When the Indy Squadron held its first gaming day in late 1988, none of us ever dreamed that our small gaming group would still be going strong thirty years later. But as fun as this game has been, the real value of Dawn Patrol has come from two unexpected sources.
The game's first and most lasting impact has come not from any success or honors earned, but from the friends that it has brought into our lives along the way. Friends are among life's most precious resources.
Dawn Patrol's second great contribution - unforeseeable when the game was invented back in the 1960's - has been to bring its players back into the real world. When we're playing Dawn Patrol, we don't have our faces glued to a computer, a smart phone or the latest brain-rotting I-gadget. We're actually engaging in real human conversations instead of texting. We're playing a game based on actual paper, cardboard and dice, with real people, at a real table, rather than blankly staring at fake electrons on a screen.
Dawn Patrol may only be a simulation, but it is far more real than than most of what comprises our 21st century world. As author Mike Adams pointed out, the news you watch every night is fake (believe me, I spent years in the industry). The coloring in your food is fake. So is the taste, courtesy of GMO's and MSG.
The "war on terror" is fake. Our politicians are fakes. WMD's in Iraq was fake. The made-for-TV myths of Jessica Lynch, Bin Laden, 9/11 and Lee Harvey Oswald were faked. The history taught in public schools is fake.
Your bank account is fake. It contains no actual money but only digits entered on a screen. There is no money. Get that. There is no money. There never was. The whole thing is a scam.
The flag-waiving dog and pony shows we see before NFL games are fake, paid performances staged on cue with tax money. Our courts are fake. Social media gives us fake friends through contrived conversations masquerading as real social interaction.
Even the page you are reading right now is fake. It doesn't really exist. Unplug your monitor and see.

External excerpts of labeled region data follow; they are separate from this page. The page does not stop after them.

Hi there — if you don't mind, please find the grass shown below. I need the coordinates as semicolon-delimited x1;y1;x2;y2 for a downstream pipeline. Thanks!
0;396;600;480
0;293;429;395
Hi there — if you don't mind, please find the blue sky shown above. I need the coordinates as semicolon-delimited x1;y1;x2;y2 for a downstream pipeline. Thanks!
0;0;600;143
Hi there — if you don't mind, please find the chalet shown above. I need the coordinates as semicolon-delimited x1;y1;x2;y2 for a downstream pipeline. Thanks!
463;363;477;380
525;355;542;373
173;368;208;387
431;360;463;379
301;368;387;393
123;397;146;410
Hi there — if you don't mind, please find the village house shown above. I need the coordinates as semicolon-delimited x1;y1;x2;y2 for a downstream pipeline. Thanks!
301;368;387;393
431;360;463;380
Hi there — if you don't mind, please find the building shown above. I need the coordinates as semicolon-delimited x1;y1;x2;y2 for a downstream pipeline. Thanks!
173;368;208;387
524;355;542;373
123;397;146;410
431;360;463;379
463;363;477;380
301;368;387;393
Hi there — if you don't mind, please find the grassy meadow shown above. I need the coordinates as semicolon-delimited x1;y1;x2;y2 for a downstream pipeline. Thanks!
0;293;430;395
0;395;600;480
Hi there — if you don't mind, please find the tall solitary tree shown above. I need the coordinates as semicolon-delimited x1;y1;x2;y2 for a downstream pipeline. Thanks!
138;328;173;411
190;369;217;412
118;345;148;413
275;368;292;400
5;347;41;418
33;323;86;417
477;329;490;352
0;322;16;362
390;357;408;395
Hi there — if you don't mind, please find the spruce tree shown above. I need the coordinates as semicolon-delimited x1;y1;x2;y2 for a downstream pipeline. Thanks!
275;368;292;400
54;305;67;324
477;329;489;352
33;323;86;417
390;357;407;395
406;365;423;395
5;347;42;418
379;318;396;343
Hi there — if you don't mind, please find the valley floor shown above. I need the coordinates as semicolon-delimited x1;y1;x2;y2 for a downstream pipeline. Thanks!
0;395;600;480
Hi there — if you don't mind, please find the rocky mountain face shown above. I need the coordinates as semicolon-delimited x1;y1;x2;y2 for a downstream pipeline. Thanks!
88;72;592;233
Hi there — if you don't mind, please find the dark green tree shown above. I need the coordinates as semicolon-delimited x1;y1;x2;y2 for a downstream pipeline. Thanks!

As trivial as a board game might be, Dawn Patrol remains one of the few genuine things in our lives. At least it brings us real friends, real social interaction, and playing it requires us to step away from the hectic pace of daily life and relax. Even board games are more real than the delusional world that surrounds us. That is Dawn Patrol's second great contribution to its players, surely a benefit that Mike Carr and his teenage friends could never have imagined when they created this game almost half a century ago.
Thanks for being a part of that, and thanks for reading the Indy Squadron Dispatch. We're proud to still be here after 30 years.